Fig 5. Mean and standard deviations of the self-assessment scores in the real and virtual museums using SAM and a Likert scale (between -4 and +4), in both the high and the low arousal conditions.

As to the physiological responses, Table 2 presents the results for the real museum, including the mean and standard deviations of each HRV feature for high and low arousal stimuli. Due to the non-Gaussianity of the data (p < 0.05 from the Shapiro-Wilk test with a null hypothesis of having a Gaussian sample), Wilcoxon signed-rank tests were applied. LF power % and LF power n.u. showed an increase in LF activity with low arousal stimuli, in combination with a higher LF peak. On the other hand, HF power, HF power % and HF power n.u. showed an increase in HF activity in the high arousal condition. In addition, the LF/HF ratio also showed an increase in vagal activity during visualisation of aversive high arousal stimuli. No differences were found in the real museum in time- or non-linear domain features. Table 3 shows the same analysis for the virtual museum condition. No features presented significant differences.

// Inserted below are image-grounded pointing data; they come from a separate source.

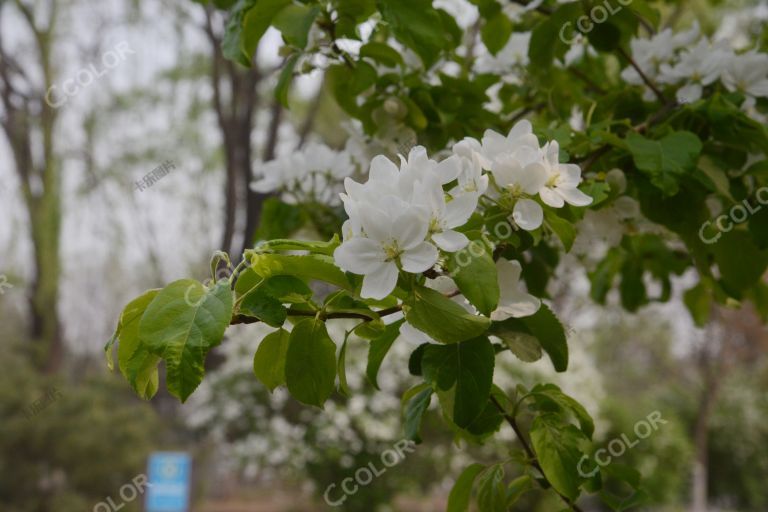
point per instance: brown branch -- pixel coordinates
(588, 81)
(242, 319)
(621, 51)
(529, 452)
(541, 9)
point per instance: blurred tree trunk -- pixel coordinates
(235, 100)
(29, 124)
(699, 494)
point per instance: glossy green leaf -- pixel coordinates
(269, 360)
(474, 272)
(557, 450)
(137, 364)
(466, 371)
(310, 365)
(415, 407)
(378, 350)
(441, 318)
(459, 498)
(181, 324)
(294, 22)
(309, 266)
(666, 160)
(495, 33)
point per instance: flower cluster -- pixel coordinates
(402, 216)
(692, 62)
(522, 170)
(313, 174)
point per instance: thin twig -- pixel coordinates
(621, 51)
(242, 319)
(529, 452)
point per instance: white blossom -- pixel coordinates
(513, 302)
(562, 181)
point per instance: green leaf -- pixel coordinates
(699, 300)
(305, 266)
(552, 37)
(517, 488)
(260, 304)
(269, 360)
(555, 394)
(441, 318)
(294, 22)
(605, 37)
(378, 350)
(545, 327)
(415, 408)
(557, 450)
(465, 370)
(382, 53)
(564, 230)
(284, 82)
(417, 25)
(341, 367)
(666, 160)
(458, 500)
(181, 324)
(495, 33)
(740, 260)
(310, 365)
(231, 45)
(137, 364)
(256, 21)
(278, 220)
(474, 272)
(491, 493)
(523, 344)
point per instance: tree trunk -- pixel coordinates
(699, 485)
(43, 200)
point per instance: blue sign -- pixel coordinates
(168, 489)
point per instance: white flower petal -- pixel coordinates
(450, 241)
(533, 178)
(410, 227)
(523, 304)
(380, 283)
(551, 198)
(359, 255)
(419, 258)
(449, 169)
(376, 224)
(459, 210)
(383, 169)
(528, 214)
(575, 197)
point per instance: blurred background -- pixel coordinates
(96, 97)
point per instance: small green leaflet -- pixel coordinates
(464, 371)
(458, 500)
(137, 365)
(269, 359)
(378, 350)
(441, 318)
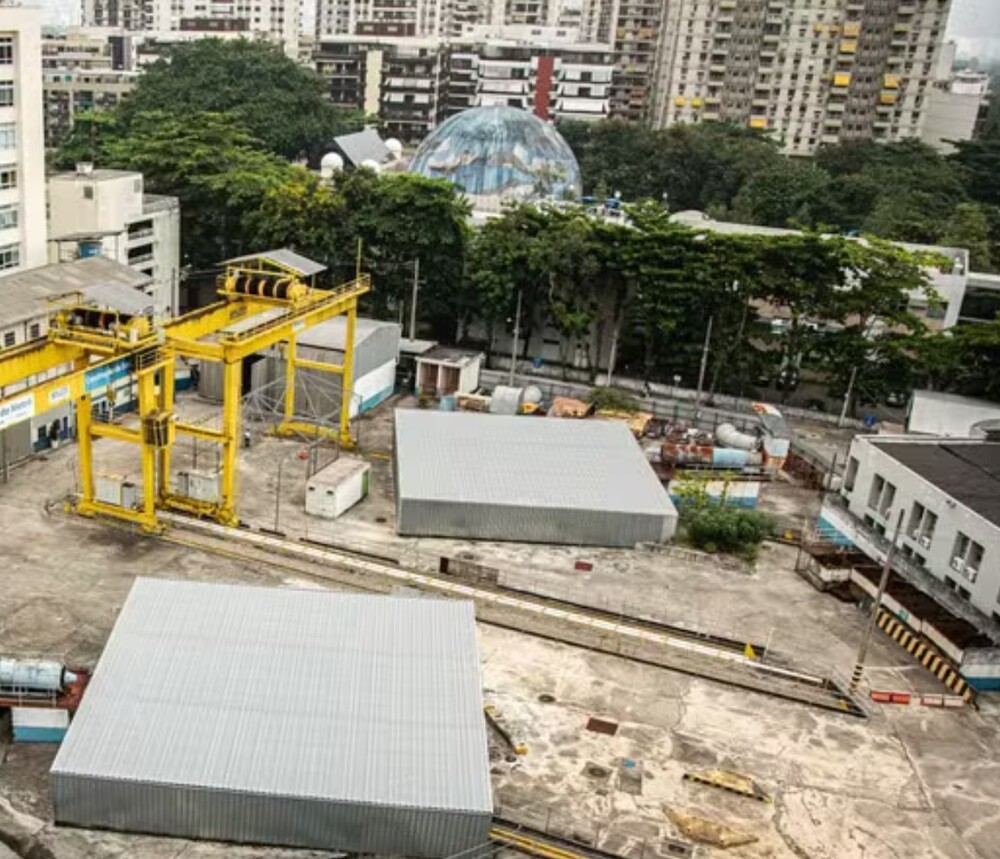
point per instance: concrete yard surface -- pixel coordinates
(910, 782)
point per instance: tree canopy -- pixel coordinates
(903, 191)
(279, 102)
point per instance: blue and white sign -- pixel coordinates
(101, 377)
(57, 395)
(16, 410)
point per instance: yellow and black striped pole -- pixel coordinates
(859, 666)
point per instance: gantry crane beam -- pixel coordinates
(93, 354)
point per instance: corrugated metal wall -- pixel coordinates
(529, 524)
(189, 812)
(377, 344)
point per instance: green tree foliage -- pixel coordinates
(281, 103)
(216, 169)
(903, 191)
(397, 218)
(717, 528)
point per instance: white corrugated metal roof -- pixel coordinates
(524, 461)
(357, 698)
(26, 294)
(283, 258)
(332, 334)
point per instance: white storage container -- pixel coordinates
(333, 490)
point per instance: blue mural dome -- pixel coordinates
(497, 154)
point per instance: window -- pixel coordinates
(967, 556)
(10, 256)
(878, 484)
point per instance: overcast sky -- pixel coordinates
(975, 25)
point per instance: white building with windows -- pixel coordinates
(107, 213)
(949, 492)
(22, 146)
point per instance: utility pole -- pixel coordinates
(859, 666)
(704, 361)
(413, 299)
(848, 395)
(517, 333)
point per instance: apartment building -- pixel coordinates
(106, 213)
(22, 151)
(277, 21)
(544, 70)
(949, 493)
(809, 71)
(402, 81)
(83, 71)
(956, 106)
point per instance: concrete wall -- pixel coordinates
(952, 517)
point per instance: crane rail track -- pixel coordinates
(536, 615)
(545, 845)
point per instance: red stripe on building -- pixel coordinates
(543, 86)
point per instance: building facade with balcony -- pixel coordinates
(536, 69)
(22, 150)
(84, 71)
(949, 493)
(402, 81)
(106, 213)
(277, 21)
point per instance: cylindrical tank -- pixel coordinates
(34, 676)
(728, 436)
(729, 457)
(531, 394)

Table 2. HRV responses in the real museum in terms of arousal levels.

Table 3. HRV responses in the virtual museum in terms of arousal levels.

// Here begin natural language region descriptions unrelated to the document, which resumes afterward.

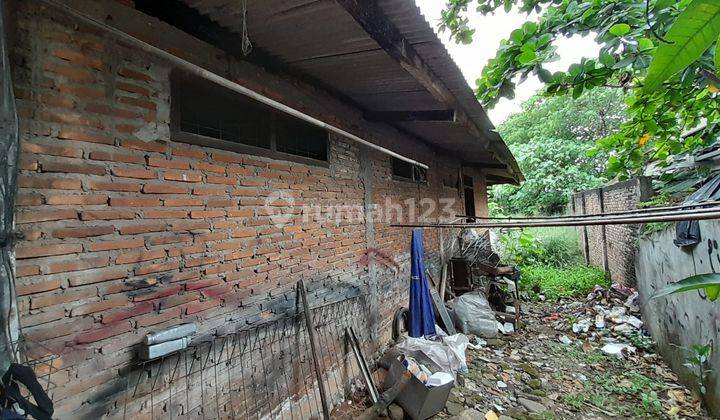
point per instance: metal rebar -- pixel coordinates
(705, 214)
(708, 205)
(313, 349)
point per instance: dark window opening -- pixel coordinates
(407, 171)
(469, 195)
(210, 115)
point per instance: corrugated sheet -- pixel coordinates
(319, 38)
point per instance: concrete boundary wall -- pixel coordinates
(611, 248)
(685, 319)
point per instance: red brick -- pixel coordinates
(107, 331)
(106, 215)
(97, 276)
(67, 200)
(165, 214)
(50, 150)
(44, 286)
(45, 216)
(200, 284)
(136, 229)
(227, 158)
(182, 202)
(195, 262)
(221, 180)
(156, 268)
(131, 88)
(183, 176)
(208, 167)
(76, 265)
(49, 183)
(195, 307)
(111, 111)
(83, 232)
(158, 293)
(84, 92)
(23, 252)
(186, 250)
(134, 173)
(165, 189)
(70, 72)
(115, 186)
(134, 202)
(133, 74)
(137, 256)
(79, 58)
(112, 245)
(244, 233)
(167, 163)
(72, 168)
(28, 200)
(138, 102)
(74, 295)
(86, 137)
(103, 305)
(117, 157)
(187, 152)
(208, 191)
(206, 214)
(149, 320)
(27, 270)
(120, 314)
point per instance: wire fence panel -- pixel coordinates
(263, 372)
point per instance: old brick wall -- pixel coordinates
(612, 248)
(127, 231)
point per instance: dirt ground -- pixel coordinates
(532, 374)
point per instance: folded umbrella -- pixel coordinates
(421, 314)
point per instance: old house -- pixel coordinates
(190, 161)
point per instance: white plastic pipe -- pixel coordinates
(215, 78)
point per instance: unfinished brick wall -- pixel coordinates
(612, 248)
(127, 231)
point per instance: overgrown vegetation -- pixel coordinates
(551, 139)
(660, 51)
(550, 262)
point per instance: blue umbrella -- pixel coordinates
(422, 317)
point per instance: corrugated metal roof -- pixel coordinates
(321, 39)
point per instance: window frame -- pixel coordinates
(177, 135)
(413, 167)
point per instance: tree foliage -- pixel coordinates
(682, 83)
(550, 139)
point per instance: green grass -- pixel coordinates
(555, 283)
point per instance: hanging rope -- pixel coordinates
(246, 45)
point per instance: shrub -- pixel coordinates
(555, 283)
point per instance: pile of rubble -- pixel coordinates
(589, 358)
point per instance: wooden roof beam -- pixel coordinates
(368, 15)
(445, 115)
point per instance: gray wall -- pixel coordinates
(611, 248)
(684, 319)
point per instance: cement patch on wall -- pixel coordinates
(680, 321)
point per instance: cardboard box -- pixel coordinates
(418, 401)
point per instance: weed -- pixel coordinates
(557, 283)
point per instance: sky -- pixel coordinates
(490, 30)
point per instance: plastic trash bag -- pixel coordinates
(473, 315)
(446, 353)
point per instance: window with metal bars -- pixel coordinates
(209, 115)
(406, 171)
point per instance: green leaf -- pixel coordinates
(710, 282)
(717, 56)
(620, 29)
(690, 36)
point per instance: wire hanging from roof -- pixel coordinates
(245, 45)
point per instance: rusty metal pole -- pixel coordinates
(313, 350)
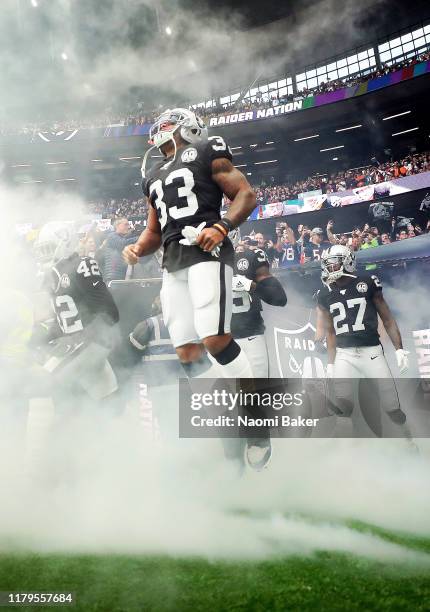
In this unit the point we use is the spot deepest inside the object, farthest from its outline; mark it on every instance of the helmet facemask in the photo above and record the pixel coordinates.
(338, 261)
(192, 129)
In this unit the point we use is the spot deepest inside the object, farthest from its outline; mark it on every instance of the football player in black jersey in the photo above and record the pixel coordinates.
(252, 284)
(84, 311)
(350, 305)
(185, 191)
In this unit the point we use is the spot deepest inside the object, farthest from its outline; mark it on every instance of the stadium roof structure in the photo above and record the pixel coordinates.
(391, 121)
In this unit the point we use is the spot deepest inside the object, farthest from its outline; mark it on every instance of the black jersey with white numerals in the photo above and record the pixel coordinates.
(246, 319)
(79, 294)
(353, 311)
(183, 192)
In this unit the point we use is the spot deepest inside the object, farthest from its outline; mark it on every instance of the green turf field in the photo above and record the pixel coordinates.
(323, 582)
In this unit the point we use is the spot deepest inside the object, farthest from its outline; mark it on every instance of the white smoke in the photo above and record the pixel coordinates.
(103, 63)
(84, 483)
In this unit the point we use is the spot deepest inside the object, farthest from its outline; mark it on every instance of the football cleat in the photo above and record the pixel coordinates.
(337, 261)
(258, 453)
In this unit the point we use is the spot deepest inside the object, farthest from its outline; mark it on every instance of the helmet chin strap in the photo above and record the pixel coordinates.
(145, 157)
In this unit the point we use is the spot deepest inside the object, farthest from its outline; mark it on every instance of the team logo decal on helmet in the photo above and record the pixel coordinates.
(337, 261)
(189, 155)
(191, 128)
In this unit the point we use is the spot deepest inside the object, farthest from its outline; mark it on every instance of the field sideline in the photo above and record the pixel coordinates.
(323, 582)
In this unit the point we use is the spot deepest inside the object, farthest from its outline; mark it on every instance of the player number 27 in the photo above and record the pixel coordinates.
(339, 307)
(184, 191)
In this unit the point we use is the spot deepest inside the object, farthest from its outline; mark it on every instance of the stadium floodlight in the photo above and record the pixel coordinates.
(394, 116)
(351, 127)
(306, 137)
(333, 148)
(405, 131)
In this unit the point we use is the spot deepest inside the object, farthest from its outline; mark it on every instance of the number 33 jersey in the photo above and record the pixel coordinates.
(183, 192)
(353, 311)
(79, 294)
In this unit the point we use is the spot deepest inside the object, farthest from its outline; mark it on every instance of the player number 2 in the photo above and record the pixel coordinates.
(184, 191)
(341, 316)
(67, 312)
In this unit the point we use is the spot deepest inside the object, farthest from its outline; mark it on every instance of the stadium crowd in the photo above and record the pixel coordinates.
(302, 244)
(270, 193)
(137, 115)
(347, 179)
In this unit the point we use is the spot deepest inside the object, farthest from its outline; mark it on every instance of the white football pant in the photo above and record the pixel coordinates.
(197, 302)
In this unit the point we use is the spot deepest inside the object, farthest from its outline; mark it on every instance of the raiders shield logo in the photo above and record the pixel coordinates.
(295, 353)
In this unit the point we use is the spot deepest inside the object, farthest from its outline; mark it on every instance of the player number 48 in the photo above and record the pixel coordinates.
(88, 268)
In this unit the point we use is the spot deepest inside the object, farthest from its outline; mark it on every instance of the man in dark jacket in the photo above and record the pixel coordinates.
(114, 267)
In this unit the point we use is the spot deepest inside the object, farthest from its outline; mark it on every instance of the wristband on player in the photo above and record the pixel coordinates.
(226, 224)
(220, 228)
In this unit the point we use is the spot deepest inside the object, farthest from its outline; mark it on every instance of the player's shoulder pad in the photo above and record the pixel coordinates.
(259, 258)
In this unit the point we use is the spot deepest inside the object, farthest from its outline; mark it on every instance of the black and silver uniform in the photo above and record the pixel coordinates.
(183, 193)
(354, 314)
(79, 294)
(314, 251)
(246, 319)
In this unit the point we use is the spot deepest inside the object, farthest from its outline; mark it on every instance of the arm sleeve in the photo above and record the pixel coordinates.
(216, 148)
(320, 299)
(258, 260)
(270, 290)
(97, 296)
(375, 284)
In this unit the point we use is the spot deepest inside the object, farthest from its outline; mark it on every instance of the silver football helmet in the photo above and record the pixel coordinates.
(191, 128)
(337, 261)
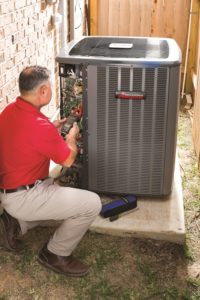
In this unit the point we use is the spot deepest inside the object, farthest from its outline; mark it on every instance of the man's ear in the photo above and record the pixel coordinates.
(43, 90)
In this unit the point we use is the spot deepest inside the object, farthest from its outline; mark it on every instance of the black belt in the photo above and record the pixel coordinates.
(21, 188)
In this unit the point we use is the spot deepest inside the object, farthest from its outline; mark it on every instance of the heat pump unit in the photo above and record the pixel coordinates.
(129, 95)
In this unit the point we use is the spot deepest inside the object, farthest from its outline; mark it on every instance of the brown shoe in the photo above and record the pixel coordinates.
(10, 229)
(67, 265)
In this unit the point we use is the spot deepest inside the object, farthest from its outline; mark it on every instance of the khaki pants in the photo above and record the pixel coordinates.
(48, 201)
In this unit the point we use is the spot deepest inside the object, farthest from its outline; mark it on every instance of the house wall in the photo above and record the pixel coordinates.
(27, 37)
(160, 18)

Arousal recognition classification

Table 4 shows the performance of the arousal recognition models in both the real and the virtual museum conditions. In the real museum the model achieves 72.92% accuracy, being balanced in TPR (67.24%) and TNR (76.74%). The model has a score of 0.439 for Cohen’s kappa. On the other hand, arousal recognition in the virtual museum had 70.39% accuracy, but with an unbalanced confusion matrix, in particular 46.51% for TPR. As to the confusion matrix and the data balance, the Cohen’s kappa of the model was 0.265. Fig 6 shows the ROC curve of both models; arousal recognition in the real museum achieved an AUC score of 0.731, and 0.625 in the virtual museum.

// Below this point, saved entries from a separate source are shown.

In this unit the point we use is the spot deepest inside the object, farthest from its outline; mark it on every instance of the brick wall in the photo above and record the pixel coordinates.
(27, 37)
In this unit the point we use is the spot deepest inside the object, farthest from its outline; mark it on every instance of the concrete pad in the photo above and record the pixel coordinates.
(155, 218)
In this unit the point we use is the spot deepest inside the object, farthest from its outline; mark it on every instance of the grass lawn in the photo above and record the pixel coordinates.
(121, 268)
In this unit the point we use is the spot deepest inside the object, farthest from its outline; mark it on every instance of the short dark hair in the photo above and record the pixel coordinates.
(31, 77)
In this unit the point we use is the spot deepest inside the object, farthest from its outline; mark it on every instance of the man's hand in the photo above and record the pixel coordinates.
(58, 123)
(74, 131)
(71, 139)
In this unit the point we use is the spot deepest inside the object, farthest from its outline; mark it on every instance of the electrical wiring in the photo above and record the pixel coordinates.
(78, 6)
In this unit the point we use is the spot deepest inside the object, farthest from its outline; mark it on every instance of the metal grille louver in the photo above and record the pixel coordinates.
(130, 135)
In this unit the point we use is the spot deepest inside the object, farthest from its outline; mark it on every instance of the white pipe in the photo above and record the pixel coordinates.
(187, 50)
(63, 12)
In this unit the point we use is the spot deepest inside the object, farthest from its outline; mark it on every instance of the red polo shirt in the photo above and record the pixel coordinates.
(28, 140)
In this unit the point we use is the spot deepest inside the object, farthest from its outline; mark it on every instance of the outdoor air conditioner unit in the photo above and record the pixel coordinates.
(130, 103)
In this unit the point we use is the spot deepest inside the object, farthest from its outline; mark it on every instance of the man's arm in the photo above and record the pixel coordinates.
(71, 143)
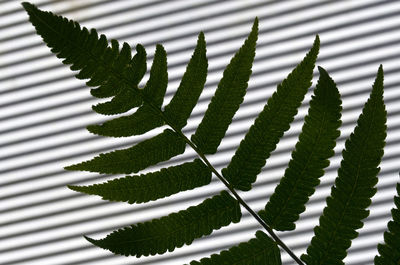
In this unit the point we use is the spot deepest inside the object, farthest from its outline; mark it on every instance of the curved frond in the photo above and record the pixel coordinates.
(126, 97)
(107, 68)
(140, 122)
(261, 250)
(190, 88)
(390, 250)
(228, 97)
(315, 146)
(155, 88)
(270, 125)
(151, 186)
(146, 117)
(131, 160)
(354, 186)
(175, 230)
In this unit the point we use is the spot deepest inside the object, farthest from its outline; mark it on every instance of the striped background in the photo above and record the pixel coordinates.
(44, 111)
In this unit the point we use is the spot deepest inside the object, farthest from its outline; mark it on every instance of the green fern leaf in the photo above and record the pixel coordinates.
(190, 88)
(270, 125)
(261, 250)
(140, 122)
(175, 230)
(146, 117)
(127, 98)
(155, 88)
(390, 251)
(151, 186)
(354, 186)
(315, 146)
(131, 160)
(105, 66)
(228, 97)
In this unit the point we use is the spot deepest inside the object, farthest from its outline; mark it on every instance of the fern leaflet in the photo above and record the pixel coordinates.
(190, 88)
(127, 96)
(105, 67)
(146, 117)
(316, 143)
(175, 230)
(390, 251)
(151, 186)
(138, 157)
(354, 186)
(261, 250)
(228, 96)
(270, 125)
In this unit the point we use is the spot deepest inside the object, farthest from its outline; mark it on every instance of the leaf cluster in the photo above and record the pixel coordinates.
(115, 73)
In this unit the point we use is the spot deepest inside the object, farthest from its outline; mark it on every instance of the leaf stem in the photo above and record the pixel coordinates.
(233, 191)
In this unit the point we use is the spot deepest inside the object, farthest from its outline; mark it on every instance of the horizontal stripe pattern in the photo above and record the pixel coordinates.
(44, 111)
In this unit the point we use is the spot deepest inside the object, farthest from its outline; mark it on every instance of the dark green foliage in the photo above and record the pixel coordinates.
(228, 96)
(152, 186)
(147, 117)
(155, 88)
(261, 250)
(147, 153)
(175, 230)
(270, 124)
(143, 120)
(354, 186)
(315, 146)
(115, 73)
(390, 251)
(105, 67)
(127, 96)
(190, 88)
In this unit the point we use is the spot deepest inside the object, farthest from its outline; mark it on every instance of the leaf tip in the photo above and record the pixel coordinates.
(73, 167)
(255, 24)
(93, 129)
(91, 240)
(74, 188)
(28, 6)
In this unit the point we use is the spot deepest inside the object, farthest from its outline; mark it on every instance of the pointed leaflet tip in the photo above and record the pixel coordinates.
(255, 24)
(75, 188)
(28, 6)
(91, 240)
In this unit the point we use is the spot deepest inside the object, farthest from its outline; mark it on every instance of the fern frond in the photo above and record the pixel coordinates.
(354, 186)
(155, 88)
(315, 146)
(151, 186)
(270, 125)
(261, 250)
(146, 117)
(190, 88)
(140, 122)
(228, 97)
(390, 250)
(131, 160)
(175, 230)
(127, 96)
(107, 68)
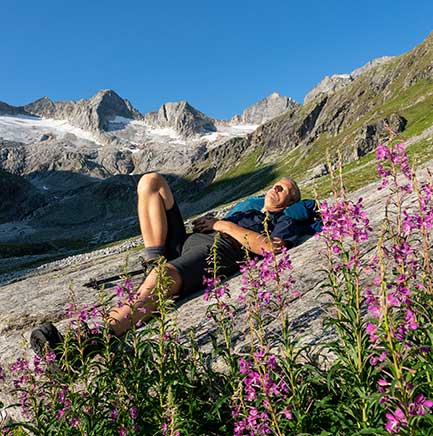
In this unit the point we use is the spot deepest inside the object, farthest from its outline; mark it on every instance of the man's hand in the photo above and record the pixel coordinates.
(277, 244)
(204, 224)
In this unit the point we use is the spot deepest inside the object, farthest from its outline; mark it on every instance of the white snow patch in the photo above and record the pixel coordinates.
(27, 129)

Fig 6. ROC curve of the arousal recognition model in both the real and the virtual museum conditions.

Table 4. Level of arousal recognition in both the real and the virtual museum conditions.

Table 5 shows the feature ranking derived from the recursive feature elimination implemented with the support vector machine algorithm for both conditions. The model in the real condition used 6 features, the first 3 being from the frequency domain: HF peak, HF power n.u. and HF power %. In addition to these, 3 features from the non-linear domain were used in the model: SampEn, ApEn and DFA α1. The model in the virtual museum used 3 features: HF power %, HF peak and TINN.

Table 5. Feature ranking of the arousal recognition model in both the real and the virtual museum conditions.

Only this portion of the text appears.